PASCAL MONO
Ce qu'il y a de bien avec la télé-réalité, c'est que malgré les scénarios forcés, les manipulations, la fameuse « bible », tout ce qu'impose le genre… Un peu de vraie vie passe toujours. A travers les failles.
Ainsi à la dernière édition de la Star Academy, on n'a vu que Pascal Mono. Son regard abîmé derrière les lunettes, ses coups de gueule, ses poings serrés quand les autres l'ignoraient. En fait, il y avait, pour le coup, juste un peu trop de vie qui passait… ou de rock. Ce qui est souvent la même chose. Et, bien sûr, Pascal Mono, pourtant absolu favori, n'a pas gagné.
Ou si ! Plutôt. Il a gagné son insensé pari. Sortir des vingt ans de galères du rock en ce pays, gagner un peu de reconnaissance enfin, sans s'aliéner les purs.
Et ceux-ci se souviennent encore de cette superbe version de « Baby I am gonna leave you » de Led Zep joué et chanté entre deux cours…là-bas, au château. Alors que les « autres », qui n'en ont, sans nul doute et de toutes façons pas grand chose à faire de Led Zeppelin, n'écoutent pas et ricanent. On a envie de hurler devant le poste. Vos gueules !
Eux sont là pour la gloire. Pascal Mono était là pour survivre. Le patch anti-tabac collé sur le bras et la bouteille de whisky cachée. Alors il a tout gobé. Toutes les couleuvres, les cours de danse obligés, le sport à huit heures du matin comme le mépris des « autres ».
Et puis un jour, sur une chanson de U2, lors d'un duo imparable avec Johnny Hallyday ( « ma gueule »…comment n'aurait-il pas pu la hurler celle là ? Qui parle de lui…De tous les anti-héros. De tous les cœurs gros), le public s'est réveillé. Et l'a élu. Il fut le favori.
Comme s'il y avait une justice. Un Happy End.
Aujourd'hui, la tournée de la Star Ac, l'exercice obligé s'achève. Et Pascal Mono sort son disque. «Intact ». En blanc sur une pochette noire. Oh ! pas un truc bricolé à la va vite pour surfer sur la vague. Pas une réunion hétéroclite de chansons achetées aux plumes en vogue… Non, un vrai album. De lui.

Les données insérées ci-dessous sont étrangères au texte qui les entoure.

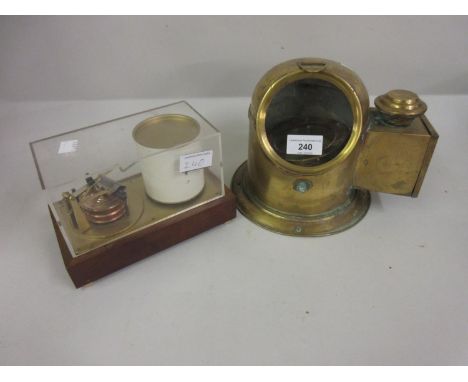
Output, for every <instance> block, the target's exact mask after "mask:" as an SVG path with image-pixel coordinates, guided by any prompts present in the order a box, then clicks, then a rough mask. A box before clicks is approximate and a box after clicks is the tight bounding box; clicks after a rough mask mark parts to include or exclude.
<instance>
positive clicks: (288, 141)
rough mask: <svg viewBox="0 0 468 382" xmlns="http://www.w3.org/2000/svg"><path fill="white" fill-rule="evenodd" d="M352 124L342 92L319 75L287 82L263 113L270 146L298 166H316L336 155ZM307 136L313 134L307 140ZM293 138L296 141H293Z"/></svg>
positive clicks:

Il y a de grosses guitares, des titres mid-tempo, des ballades et même une reprise de Led Zeppelin. Un son qui n'a peur de personne. Tout cela c'est finalement, bien le moins. Mais surtout, il y a ces chansons…qui ne ressemblent qu'à lui dont le single « Mon Epoque » donne le premier goût. Et cette voix immédiatement reconnaissable. Unique. Presque forcée.
Après mille et un groupes, Pascal Mono, Rocker niçois, est prêt, toutes dettes payées. La suite de l'histoire vous appartient.